Inizia l'estate, il tempo non regala giornate stupende (soprattutto al Nord) e così metà Paese si ritrova a trascorrere i propri pomeriggi nei Centri commerciali. C'erano una volta gite fuori porta e negozi di vicinato...

Torino
02:32 del 16/07/2014
Scritto da Albertone

C'erano una volta le gite fuori porta, viaggi di famiglia su una macchina sempre troppo stretta e scomoda per ospitare mamma, papà e figli. La meta era di volta in volta diversa, una destinazione che poteva essere ludica, culturale o commerciale. Si girava a caccia di vestiti, di posti belli da visitare, di parchi in cui poter trascorrere le giornate immersi nel verde e nel divertimento. Posti, sia chiaro, che costavano praticamente nulla e garantivano ricordi inossidabili nel tempo. Poi è venuta l'era dello "sfarzo", dal castello fatato da ammirare nelle sue stanze più segrete ai parchi acquatici passando per i centri commerciali. E qui sta il nodo, il problema vero di un'Italia che fatica ad emergere dalle sabbie mobili della quotidianità.

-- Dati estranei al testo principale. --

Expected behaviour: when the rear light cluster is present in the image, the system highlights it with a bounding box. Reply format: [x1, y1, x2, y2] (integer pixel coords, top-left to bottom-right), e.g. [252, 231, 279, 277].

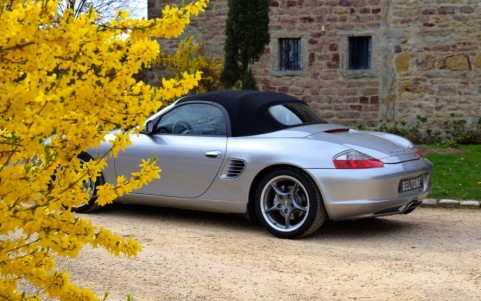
[333, 150, 384, 169]
[415, 149, 425, 158]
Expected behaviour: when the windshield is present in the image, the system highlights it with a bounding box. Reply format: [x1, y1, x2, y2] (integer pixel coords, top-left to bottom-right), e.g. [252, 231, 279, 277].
[268, 103, 326, 126]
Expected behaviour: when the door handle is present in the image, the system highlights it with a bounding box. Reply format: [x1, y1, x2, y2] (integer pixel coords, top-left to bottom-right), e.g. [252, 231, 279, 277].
[205, 151, 222, 158]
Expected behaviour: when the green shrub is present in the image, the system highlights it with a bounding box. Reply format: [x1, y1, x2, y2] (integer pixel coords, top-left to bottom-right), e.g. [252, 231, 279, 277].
[356, 116, 481, 146]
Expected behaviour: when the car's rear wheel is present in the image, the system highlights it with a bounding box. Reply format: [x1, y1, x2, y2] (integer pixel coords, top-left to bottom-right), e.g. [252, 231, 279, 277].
[255, 168, 326, 238]
[73, 153, 104, 213]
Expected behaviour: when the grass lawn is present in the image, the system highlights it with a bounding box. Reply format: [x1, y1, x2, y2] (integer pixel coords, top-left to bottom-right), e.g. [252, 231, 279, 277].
[423, 144, 481, 201]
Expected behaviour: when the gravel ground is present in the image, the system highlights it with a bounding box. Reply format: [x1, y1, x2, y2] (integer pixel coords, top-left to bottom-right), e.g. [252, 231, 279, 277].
[54, 205, 481, 301]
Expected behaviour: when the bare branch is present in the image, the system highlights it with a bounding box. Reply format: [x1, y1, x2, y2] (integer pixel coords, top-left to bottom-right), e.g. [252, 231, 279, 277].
[57, 0, 140, 22]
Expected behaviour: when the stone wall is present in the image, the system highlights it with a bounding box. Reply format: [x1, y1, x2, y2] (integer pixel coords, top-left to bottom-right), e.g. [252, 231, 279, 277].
[389, 1, 481, 128]
[147, 0, 227, 57]
[148, 0, 481, 129]
[256, 0, 383, 127]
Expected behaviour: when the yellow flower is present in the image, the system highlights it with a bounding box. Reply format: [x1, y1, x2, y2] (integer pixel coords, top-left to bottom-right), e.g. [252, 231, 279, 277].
[0, 0, 208, 299]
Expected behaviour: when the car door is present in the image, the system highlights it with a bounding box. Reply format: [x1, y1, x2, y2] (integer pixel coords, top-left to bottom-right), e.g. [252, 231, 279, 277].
[114, 102, 228, 198]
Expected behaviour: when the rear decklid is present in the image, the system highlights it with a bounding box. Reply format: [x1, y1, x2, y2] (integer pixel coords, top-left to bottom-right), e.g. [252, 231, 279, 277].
[308, 128, 420, 164]
[257, 124, 420, 164]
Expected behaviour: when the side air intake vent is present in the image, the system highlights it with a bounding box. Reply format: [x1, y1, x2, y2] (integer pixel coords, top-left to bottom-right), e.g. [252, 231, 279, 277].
[222, 159, 246, 179]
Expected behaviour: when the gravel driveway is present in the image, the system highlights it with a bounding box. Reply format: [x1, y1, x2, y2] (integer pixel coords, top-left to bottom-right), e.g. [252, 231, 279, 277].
[58, 205, 481, 300]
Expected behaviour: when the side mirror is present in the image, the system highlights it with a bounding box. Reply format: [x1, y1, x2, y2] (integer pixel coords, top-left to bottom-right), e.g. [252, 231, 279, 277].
[145, 120, 154, 134]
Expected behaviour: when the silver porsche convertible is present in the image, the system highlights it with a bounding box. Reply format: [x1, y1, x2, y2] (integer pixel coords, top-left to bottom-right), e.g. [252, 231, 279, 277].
[80, 90, 433, 238]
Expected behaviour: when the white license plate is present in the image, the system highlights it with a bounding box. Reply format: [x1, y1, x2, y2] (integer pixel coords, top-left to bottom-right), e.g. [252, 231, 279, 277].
[399, 176, 424, 193]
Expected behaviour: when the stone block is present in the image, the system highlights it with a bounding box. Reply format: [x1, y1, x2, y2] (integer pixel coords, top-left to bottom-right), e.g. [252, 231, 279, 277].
[443, 55, 470, 71]
[395, 53, 410, 72]
[473, 56, 481, 69]
[416, 55, 435, 71]
[438, 199, 460, 207]
[286, 0, 297, 8]
[329, 43, 338, 51]
[421, 199, 438, 207]
[459, 201, 480, 208]
[460, 6, 474, 14]
[438, 6, 456, 15]
[334, 8, 350, 15]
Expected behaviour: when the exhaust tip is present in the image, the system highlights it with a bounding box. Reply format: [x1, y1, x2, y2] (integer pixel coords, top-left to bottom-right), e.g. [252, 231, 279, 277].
[403, 201, 420, 214]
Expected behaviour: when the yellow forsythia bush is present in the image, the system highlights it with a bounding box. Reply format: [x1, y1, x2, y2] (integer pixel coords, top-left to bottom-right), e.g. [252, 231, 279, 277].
[0, 0, 208, 300]
[157, 36, 223, 101]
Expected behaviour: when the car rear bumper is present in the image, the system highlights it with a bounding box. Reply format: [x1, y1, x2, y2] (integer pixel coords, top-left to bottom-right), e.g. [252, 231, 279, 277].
[305, 158, 434, 221]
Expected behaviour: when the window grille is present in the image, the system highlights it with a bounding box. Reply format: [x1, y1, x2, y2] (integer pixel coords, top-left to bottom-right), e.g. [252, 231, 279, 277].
[348, 36, 372, 70]
[279, 38, 301, 71]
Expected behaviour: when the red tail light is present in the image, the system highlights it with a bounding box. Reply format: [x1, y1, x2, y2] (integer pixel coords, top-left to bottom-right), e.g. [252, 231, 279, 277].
[334, 159, 384, 169]
[333, 150, 384, 169]
[415, 150, 424, 158]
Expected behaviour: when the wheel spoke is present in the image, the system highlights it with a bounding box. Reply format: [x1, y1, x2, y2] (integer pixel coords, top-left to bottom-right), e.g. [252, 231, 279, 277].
[82, 178, 95, 196]
[287, 182, 298, 197]
[283, 210, 292, 229]
[88, 179, 95, 196]
[264, 202, 281, 213]
[271, 182, 287, 196]
[292, 198, 308, 212]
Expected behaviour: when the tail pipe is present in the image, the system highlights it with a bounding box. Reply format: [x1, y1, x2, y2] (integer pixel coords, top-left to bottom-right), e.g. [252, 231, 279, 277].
[403, 201, 421, 214]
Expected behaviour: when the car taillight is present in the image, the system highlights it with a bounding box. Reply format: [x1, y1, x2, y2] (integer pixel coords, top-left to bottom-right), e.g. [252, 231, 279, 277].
[415, 149, 424, 158]
[333, 150, 384, 169]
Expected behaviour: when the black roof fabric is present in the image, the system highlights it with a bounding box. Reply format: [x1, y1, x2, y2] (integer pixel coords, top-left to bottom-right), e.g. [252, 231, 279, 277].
[177, 90, 304, 137]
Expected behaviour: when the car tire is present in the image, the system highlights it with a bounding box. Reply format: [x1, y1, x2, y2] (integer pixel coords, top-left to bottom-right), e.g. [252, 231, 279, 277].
[72, 153, 104, 213]
[255, 167, 326, 239]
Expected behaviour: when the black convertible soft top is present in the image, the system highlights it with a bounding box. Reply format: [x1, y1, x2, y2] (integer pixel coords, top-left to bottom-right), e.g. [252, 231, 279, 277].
[177, 90, 307, 137]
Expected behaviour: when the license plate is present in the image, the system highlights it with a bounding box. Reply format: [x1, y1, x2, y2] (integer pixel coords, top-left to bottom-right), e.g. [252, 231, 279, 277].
[399, 176, 424, 193]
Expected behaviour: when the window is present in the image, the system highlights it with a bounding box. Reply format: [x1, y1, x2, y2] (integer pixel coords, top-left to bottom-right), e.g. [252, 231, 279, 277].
[279, 38, 301, 71]
[268, 103, 326, 126]
[348, 36, 372, 70]
[155, 104, 227, 136]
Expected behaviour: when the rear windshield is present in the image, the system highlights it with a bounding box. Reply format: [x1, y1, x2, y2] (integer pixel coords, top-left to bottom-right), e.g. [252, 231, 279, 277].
[268, 103, 326, 126]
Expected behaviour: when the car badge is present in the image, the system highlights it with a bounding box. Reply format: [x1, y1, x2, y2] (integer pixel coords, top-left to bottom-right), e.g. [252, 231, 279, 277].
[388, 148, 405, 153]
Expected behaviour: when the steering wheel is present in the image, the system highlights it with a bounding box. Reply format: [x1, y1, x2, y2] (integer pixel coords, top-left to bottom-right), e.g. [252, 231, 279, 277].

I centri commerciali sono diventati gli approdi naturali delle giornate d'estate degli italiani. Fa tristezza, ma è proprio così. Eppure, da Nord a Sud, il nostro Paese non manca di regalare scorci naturali fantastici, fiumi e laghi in cui crogiolarsi al sole, spiagge e montagne in cui portare i bambini e vederli correre felici semplicemente dietro una palla o fra un'onda e l'altra. Invece no, per tutto questo serve impegno e tempo. E troppi genitori ormai non ne hanno più. Così, la conseguenza è quella di una miseria di proposte che si riduce al centro commerciale. Perchè decine di migliaia di persone, ogni giorno e ogni weekend, finiscono lì dentro? Per tanti motivi. A partire dalla comodità: nessun Paese europeo ha tanti centri commerciali quanti ne abbiamo noi, una concentrazione che in Lombardia e Piemonte sta portando persino alle prima chiusure. Sono troppi, e il mercato ormai è saturo. Non solo: sono gratuiti, si può girare liberamente per ore senza spendere un solo centesimo. Basta dare uno sguardo e si capisce che tanti giovani puntano i negozi di Tecnologia senza nemmeno sognare di acquistare un apparecchio, le donne girano per profumerie annusando i profumi di moda senza ovviamente acquistarli, i bambini possono essere persino "parcheggiati" nei baby-park che non costano nulla. Al più, con un gelato e un giro sulla cavallina elettronica raggiungono la pace dei sensi.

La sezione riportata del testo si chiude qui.